Si aux premières secondes d’Echoes (titre de l’album homonyme), l’auditeur lambda répond par une minauderie autour du générique de Misfits sans même mentionner les Rapture, il y a ici tout un symbole à observer. Celui d’un groupe qui vous frôle un hémisphère sans toucher la mémoire. La faute à des titres aussi bancals et jouissifs qu’un soir de foire au village concédant au trou de noir de rigueur une fois l’orgie passée.

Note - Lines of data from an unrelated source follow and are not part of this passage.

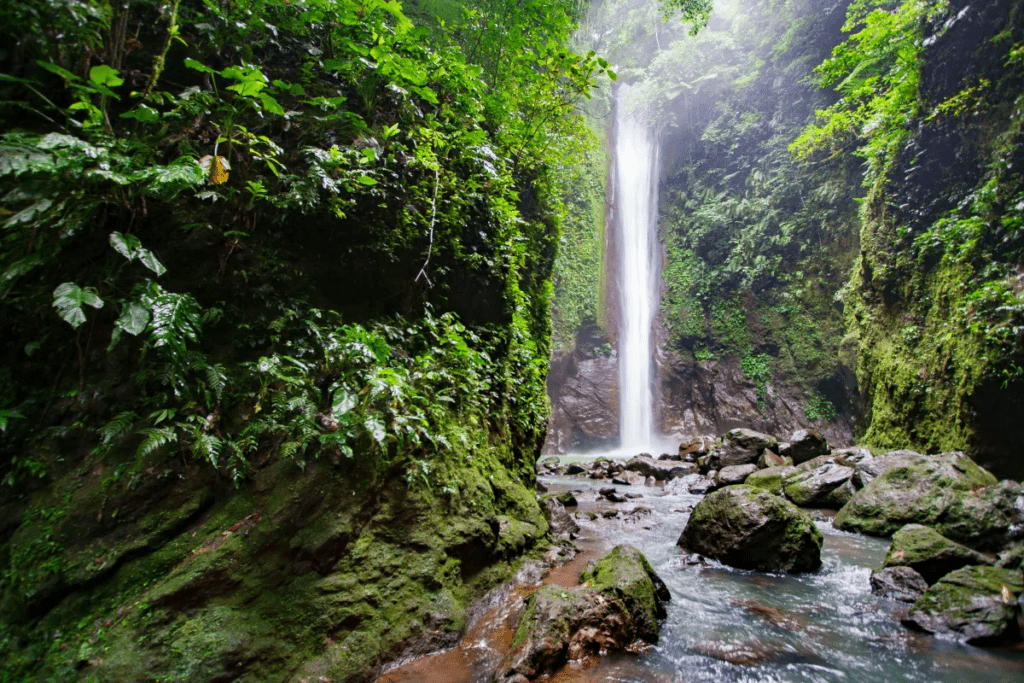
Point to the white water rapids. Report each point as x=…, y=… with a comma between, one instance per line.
x=636, y=165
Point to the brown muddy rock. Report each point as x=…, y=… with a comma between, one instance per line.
x=663, y=470
x=560, y=522
x=584, y=393
x=734, y=474
x=805, y=444
x=750, y=528
x=811, y=488
x=977, y=604
x=898, y=583
x=617, y=603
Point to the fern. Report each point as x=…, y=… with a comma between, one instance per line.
x=156, y=438
x=120, y=426
x=207, y=445
x=176, y=319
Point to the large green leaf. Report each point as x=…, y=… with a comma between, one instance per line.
x=69, y=299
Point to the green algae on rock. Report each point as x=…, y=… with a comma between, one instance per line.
x=617, y=603
x=929, y=553
x=976, y=604
x=753, y=529
x=948, y=493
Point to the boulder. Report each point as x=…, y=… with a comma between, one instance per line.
x=948, y=493
x=853, y=456
x=559, y=521
x=898, y=583
x=740, y=446
x=841, y=496
x=770, y=479
x=806, y=443
x=663, y=470
x=734, y=474
x=976, y=604
x=811, y=488
x=750, y=528
x=929, y=553
x=872, y=467
x=617, y=602
x=769, y=459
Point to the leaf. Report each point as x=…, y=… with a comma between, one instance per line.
x=126, y=245
x=217, y=167
x=62, y=73
x=142, y=114
x=200, y=67
x=133, y=318
x=69, y=299
x=105, y=76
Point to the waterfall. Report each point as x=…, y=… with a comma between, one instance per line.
x=636, y=163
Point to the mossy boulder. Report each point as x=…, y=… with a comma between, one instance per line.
x=617, y=602
x=929, y=553
x=948, y=493
x=770, y=478
x=811, y=488
x=750, y=528
x=976, y=604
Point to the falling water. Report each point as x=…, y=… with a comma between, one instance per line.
x=636, y=163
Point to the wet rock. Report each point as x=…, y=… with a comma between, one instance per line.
x=841, y=496
x=769, y=459
x=929, y=553
x=663, y=470
x=750, y=528
x=734, y=474
x=619, y=602
x=739, y=446
x=853, y=456
x=690, y=451
x=948, y=493
x=559, y=521
x=770, y=479
x=806, y=443
x=898, y=583
x=872, y=467
x=977, y=604
x=811, y=488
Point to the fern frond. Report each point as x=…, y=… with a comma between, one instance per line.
x=207, y=445
x=156, y=438
x=119, y=426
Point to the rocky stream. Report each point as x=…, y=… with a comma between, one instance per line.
x=748, y=559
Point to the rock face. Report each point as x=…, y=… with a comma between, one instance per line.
x=770, y=478
x=753, y=529
x=806, y=443
x=560, y=522
x=584, y=392
x=898, y=583
x=617, y=602
x=712, y=397
x=948, y=493
x=811, y=488
x=929, y=553
x=976, y=604
x=739, y=446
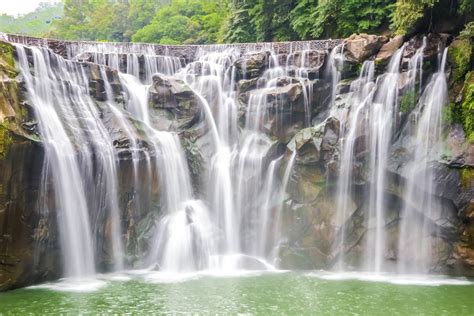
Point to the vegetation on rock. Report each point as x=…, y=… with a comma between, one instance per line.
x=217, y=21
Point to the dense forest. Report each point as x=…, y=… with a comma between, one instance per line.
x=219, y=21
x=37, y=23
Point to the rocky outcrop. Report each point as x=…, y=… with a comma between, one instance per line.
x=173, y=105
x=360, y=47
x=388, y=49
x=27, y=253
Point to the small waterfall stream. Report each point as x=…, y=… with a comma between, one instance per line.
x=415, y=244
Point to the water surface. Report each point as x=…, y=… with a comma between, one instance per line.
x=275, y=293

Mais le meilleur Destop pour vous dissoudre un groupe reste encore un bon ego mal placé. Des rancoeurs entre Mattie Safer et Luke Jenner - à priori une mauvaise gestion des ressources humaines et autres tickets restaurants - font que le deuxième s’en est allé pour finalement revenir quand le premier quitta le groupe (voir schéma 2bis). La famille à nouveau réunie, il faut trouver un toit pour financer ses boeufs au coin du feu : retour chez DFA, le label âme-soeur. Comme eux, les Rapture sont des enfants d’un certain NYC des 80's (celui des Bush Tetras, Liquid Liquid, ESG, Delta-5) où l'on ne pratiquait pas l'apartheid entre disco et post-punk. Comme eux, ils aiment autant T.Rex que l’acid house (cf. interview Pitchfork), deux penchants aussi conciliables que l’huile et l’eau nécessitant un alchimiste hors-pair pour ne pas retomber dans les bafouillages d’antan. C’est vers les produits de nos terroirs que se sont tournés nos Yankees : Phillipe Zdar, moitié de Cassius et garant de la belle production avant tout.
L’intelligence de “In The Grace Of Your Love” a été de nettoyer le bordel ambiant d’autrefois, ne pas retomber dans le piège de productions aussi branlantes qu’un Jenga en fin de partie. The Rapture a domestiqué la foudre, canalisé l’urgence et n’a pas voulu éliminer la douleur mais la transcender. Il y a une structure humaine désormais - et non plus un sac d’os pétés gémissant à terre - pour poser son regard nouveau sur la texture. Une volonté de faire de chaque titre un fruit différent et juteux à décrocher sur le même arbre. Pour vous The Rapture a sélectionné le meilleur de l’arôme, un tri sélectif faisant de “In The Grace Of Your Love” un joli collier de perles.